Unter Säugern kommt gelegtlich auch Kleinwuchs vor wenn sie auf Inseln mit einem beschränkten Lebensraum gefangen sind (Inselverzwergung). Eine direkte "Anpassung an den beschränkten Lebensraum" verläuft aber über viele, viele  Generationen.
Sehr bekannte "Schrumpfversionen" von Säugern sind z.B der sizilianische Zwergelefant (diese nur schafsgroßen Elefanten entwickelten sich aus Elefanten, die nach der erneuten Flutung des trockengefallenen Mittelmeeres auf Sizilien gefangen waren wärend ihre Artgenossen auf dem italienischen Festland, die späteren europäischen Waldelefanten, die Größe der heutigen afrikanischen Elefanten behielten)

oder der "Hobbit" (Homo floresensis) von der indonesischen Insel Flores, eine "modernere" Menschform von nur 1m Größe

MfG Frank


----------



## Muschel (5. Aug. 2019)

@Frank und die anderen, 
Wiederholt wird oben von engen Verhältnissen, Kleinwuchs (verkümmerung) usw. geschrieben.
1.Habt ihr den Eindruck, unser Doppel-Teich sei zu klein für 30 Goldfische?
Siehe meine Bilder vom Donnerstag 1.August 2019
2. Wiederhole meine Frage:
*"An welchen Merkmalen sehe ich, ob es den Fischen gut geht oder nicht?"
*
_Und jetzt erwarte ich eine konkrete Antwort ohne Geschichten über Elefanten usw. 
(für diese kann ich nämlich rein gar nichts, aber für meine Goldfische..)_

Sorry musste sein.
Gruss
Muschel


----------



## teichinteressent (5. Aug. 2019)

zu 1. Für 30 Fische passen die 2800 Liter. Aber, in 2 Jahren können es schon >200 sein!

Wenn die wachsen und kacken kommt der Filter (gibt es einen?) an seine Grenzen.

Ich würde ab sofort nie wieder füttern. Dann regelt die Natur selbst.
Das sehe ich bei meinem Nachbarn. Seit Jahren sehe ich nie mehr als 20 Fische.

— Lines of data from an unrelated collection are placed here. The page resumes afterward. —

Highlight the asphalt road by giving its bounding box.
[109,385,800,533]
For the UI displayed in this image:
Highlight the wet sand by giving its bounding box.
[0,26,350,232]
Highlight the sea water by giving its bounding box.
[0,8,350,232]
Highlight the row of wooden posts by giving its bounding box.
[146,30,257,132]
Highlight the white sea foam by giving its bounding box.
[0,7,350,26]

zu 2. Man sieht eigentlich nur, wenn es ihnen garantiert nicht gut geht. Da sind z.B. die Flossen angelegt, dicker Bauch. Selbst Nachwuchs ist kein Zeichen für ein gutes Leben.

Also, man sieht nicht, daß es ihnen gut geht!
Stimmt aber das Wasser nicht, sind sie von heut auf morgen nicht mehr da, und zwar alle.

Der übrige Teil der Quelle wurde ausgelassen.